As I grew with the dojo and moved through the normal phases of life, exams, part time work, training for gradings I had so much support. Now I have to admit, I wasn’t an easy child… well I think so anyway… I was very stubborn and not always open to hearing the message when I felt I was being talked at. But you know what, the people in the dojo made me the person I am today.
I remember one night specifically, now at this time I was in University and had all the freedom that brings, had a boyfriend and life was about experiences and fun. One of my seniors saw that I could do with some advice and in the dark of the Irish countryside, as I headed to thumb a lift home (because you could do that then in Ireland) stopped me and through the conversation helped me and that has stayed with me to this day. It also resulted in a boyfriend being dumped… 🙂
Looking at at the dynamics of a dojo, such a grouping is entirely unusual, sure there are rules and ranks, but there is also the natural culling of those who don’t fit the accepted behavioural norms. I have seen this so many times, the ‘elders’ of the dojo (not just the Sensei) look out for the culture of the dojo…. where else does this happen? Let me give you a scenario…
I’ve seen a person show up at a dojo and ask all the wrong questions. Like the competition pedigree of the Sensei, the grading cadance of students (he of course asked this in a much less sophisticated manner) and (the clanger) how long would it take him to ‘convert’ his blackbelt to our style. Now I questioned this person at length and whilst he was from the Birmingham area and was a Shotokan blackbelt, after 30 minutes of conversation, all I know is that he knows nobody who I know in Birmingham and I had no idea who awarded him his blackbelt. I had over 30 years of Shotokan experience and trained in Birmingham a lot… there are few that I don’t know in the area. However… he took liberties, he was not a consummate karateka and he interacted in a way with students that both I and the others in the dojo didn’t like. It wasn’t right and the students who voiced their concerns were right to do so and after some ‘experiences’, well he hasn’t come back. Nothing was ever discussed by the seniors… there was just an acknowledgement that something wasn’t right and dojo members were being mistreated.

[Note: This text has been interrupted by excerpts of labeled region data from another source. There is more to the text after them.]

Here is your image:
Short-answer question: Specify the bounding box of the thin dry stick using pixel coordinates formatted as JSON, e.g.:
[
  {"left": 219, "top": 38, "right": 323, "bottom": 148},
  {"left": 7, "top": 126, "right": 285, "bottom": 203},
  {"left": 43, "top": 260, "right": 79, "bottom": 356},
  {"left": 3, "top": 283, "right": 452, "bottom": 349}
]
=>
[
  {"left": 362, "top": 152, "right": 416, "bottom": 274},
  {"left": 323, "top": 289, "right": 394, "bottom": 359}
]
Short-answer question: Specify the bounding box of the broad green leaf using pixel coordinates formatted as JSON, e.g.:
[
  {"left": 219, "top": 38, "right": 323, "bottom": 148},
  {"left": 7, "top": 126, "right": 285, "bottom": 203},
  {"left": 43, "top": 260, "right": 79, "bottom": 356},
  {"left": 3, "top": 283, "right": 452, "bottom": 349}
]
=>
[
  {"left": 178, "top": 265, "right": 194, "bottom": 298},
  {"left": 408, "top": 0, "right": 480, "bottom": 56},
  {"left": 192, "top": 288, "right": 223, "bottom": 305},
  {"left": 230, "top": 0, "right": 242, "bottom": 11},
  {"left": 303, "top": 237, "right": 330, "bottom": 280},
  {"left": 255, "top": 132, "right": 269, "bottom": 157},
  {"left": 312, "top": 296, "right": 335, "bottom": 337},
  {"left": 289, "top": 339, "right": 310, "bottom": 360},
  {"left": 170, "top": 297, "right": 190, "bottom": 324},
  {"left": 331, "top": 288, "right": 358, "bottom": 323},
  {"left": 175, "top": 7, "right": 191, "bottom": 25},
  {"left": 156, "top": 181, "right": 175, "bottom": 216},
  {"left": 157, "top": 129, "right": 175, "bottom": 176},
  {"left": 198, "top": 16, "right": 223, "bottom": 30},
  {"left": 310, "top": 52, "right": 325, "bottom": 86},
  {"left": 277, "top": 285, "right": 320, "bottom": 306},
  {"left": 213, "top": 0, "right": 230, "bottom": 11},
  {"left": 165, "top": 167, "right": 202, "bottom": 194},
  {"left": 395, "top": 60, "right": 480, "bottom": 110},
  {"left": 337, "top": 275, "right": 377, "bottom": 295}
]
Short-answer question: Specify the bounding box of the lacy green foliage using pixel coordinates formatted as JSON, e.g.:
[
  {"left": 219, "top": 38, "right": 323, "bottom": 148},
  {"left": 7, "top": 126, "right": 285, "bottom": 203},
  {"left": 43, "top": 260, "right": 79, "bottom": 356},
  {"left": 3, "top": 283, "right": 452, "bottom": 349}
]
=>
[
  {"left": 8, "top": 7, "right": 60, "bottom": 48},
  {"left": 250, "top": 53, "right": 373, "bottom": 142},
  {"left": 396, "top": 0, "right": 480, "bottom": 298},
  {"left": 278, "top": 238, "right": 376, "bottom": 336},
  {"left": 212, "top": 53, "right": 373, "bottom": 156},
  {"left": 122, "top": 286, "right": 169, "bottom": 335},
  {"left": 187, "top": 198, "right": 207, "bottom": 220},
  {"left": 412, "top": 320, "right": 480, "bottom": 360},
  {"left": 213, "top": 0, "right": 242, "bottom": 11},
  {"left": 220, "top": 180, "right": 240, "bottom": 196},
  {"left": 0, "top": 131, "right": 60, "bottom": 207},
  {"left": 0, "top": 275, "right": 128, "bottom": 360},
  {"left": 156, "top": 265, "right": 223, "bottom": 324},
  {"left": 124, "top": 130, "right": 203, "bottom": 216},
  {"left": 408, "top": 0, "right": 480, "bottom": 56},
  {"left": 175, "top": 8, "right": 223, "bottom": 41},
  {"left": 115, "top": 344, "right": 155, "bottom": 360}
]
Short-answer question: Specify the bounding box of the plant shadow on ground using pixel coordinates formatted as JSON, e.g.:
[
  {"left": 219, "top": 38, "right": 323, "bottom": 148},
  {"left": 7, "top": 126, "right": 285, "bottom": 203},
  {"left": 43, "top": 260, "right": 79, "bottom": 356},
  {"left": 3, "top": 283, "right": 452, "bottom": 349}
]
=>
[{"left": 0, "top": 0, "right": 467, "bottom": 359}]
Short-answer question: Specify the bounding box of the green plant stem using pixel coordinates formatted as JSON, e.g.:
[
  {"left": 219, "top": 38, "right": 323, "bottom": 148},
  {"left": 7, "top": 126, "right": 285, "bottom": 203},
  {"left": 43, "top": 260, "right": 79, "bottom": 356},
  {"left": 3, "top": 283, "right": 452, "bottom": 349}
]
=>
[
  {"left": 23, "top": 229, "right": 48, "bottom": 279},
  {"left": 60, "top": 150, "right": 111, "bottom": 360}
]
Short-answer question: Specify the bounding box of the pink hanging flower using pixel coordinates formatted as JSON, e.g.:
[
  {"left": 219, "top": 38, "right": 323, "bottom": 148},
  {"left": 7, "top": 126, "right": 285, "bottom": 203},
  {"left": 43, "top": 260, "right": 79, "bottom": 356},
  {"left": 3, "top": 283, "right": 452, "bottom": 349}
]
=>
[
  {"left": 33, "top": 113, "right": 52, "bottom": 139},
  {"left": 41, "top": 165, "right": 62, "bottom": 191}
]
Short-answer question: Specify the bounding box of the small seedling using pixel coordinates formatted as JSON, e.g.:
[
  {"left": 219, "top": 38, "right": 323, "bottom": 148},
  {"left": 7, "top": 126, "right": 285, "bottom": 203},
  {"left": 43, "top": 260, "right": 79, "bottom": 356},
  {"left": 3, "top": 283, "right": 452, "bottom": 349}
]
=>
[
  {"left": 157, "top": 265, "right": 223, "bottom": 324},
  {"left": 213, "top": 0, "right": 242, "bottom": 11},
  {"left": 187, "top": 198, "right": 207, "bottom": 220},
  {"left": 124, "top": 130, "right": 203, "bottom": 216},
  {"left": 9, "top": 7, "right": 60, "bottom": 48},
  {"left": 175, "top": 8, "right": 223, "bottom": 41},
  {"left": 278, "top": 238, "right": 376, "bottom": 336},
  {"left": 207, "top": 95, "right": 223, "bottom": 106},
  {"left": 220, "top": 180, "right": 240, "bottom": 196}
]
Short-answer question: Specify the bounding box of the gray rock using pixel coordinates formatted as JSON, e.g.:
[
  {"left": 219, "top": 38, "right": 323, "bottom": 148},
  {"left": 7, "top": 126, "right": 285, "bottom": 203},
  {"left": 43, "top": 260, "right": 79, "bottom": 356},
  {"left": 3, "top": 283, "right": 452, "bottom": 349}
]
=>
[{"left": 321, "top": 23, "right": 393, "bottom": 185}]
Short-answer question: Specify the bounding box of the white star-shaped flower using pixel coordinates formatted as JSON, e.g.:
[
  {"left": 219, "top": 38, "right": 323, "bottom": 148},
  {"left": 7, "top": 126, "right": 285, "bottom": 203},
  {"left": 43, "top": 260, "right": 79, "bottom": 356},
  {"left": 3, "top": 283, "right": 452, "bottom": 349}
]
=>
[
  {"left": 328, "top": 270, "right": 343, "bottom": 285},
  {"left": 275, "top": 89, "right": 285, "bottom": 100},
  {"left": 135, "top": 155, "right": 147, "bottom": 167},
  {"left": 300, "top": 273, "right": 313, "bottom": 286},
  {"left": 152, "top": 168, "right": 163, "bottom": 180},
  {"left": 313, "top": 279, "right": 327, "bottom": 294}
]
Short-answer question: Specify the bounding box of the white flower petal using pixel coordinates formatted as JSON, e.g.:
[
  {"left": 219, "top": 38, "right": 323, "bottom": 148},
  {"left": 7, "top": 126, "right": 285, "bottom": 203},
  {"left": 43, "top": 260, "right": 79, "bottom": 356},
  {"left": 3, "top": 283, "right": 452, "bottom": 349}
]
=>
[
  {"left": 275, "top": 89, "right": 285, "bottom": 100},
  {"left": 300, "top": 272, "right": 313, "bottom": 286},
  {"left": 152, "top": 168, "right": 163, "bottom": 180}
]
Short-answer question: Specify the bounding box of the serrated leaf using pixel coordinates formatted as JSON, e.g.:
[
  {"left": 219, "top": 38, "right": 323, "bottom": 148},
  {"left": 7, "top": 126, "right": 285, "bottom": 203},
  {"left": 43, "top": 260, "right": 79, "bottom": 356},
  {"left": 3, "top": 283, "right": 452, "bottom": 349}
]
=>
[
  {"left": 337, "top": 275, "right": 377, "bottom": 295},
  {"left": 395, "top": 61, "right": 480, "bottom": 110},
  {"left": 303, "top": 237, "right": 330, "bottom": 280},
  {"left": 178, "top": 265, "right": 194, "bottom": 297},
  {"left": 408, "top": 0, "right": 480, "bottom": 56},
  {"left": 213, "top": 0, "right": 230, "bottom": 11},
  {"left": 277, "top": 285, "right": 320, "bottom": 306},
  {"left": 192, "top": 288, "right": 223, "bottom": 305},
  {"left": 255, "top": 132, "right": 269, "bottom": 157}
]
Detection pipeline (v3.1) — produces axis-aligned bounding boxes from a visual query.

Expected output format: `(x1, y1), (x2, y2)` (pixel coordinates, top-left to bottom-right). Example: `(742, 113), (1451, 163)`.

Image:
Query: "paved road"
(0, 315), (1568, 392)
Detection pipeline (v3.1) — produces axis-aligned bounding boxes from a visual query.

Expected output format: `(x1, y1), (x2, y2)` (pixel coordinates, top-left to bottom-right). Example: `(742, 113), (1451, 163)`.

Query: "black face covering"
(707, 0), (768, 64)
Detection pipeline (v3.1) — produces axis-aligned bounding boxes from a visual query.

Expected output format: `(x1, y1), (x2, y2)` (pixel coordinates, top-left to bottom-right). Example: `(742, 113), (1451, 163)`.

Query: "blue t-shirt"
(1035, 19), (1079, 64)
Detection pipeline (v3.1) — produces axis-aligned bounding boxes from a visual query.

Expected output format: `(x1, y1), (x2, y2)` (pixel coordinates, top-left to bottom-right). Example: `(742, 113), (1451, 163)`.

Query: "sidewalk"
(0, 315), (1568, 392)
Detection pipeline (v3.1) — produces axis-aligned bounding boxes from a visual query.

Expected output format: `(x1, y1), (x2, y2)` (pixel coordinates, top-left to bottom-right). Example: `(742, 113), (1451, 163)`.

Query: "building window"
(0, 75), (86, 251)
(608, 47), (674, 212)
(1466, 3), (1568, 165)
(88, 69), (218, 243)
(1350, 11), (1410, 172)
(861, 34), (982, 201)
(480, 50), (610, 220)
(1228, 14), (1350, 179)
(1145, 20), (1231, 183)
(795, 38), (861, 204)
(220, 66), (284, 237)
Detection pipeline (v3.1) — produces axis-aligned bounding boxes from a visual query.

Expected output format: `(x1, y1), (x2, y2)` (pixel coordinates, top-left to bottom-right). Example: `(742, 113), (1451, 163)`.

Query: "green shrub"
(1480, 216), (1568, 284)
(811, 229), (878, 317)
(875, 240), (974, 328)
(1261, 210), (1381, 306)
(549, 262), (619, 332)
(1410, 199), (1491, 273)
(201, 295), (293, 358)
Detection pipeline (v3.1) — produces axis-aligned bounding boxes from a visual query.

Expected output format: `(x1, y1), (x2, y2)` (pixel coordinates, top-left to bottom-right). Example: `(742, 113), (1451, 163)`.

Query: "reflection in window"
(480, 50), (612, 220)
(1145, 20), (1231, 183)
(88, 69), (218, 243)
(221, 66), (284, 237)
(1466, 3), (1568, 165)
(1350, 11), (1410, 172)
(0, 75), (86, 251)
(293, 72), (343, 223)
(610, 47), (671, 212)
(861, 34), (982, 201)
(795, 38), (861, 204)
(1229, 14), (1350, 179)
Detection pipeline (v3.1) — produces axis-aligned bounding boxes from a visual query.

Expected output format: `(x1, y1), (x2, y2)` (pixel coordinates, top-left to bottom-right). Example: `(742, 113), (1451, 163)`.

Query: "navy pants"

That’s why I love the way dojos come together, and it doesn’t need to be such an example of force, it can be that someone is ‘down’, I’ve seen situations where someone doesn’t ‘seem themselves’, and you can be guaranteed someone in the dojo will have a word, offer support and guidance. It really is a unique setting.
I wonder if that is because we are all trying to better ourselves, we have a collective goal and the strength of the dojo is make up of the health of the members. We always talk about how karate gives discipline and confidence, but more than that, the dojo gives much more. I’ve seen kids go from well, kids where they are on the cusp of joining the adult classes, and can become over confident to the realisation that they have a lot to learn in the adults classes to then really starting to blossom and becoming a mentor for the younger kids. It is incredible.
In today’s world, this is well, this is really needed isn’t it?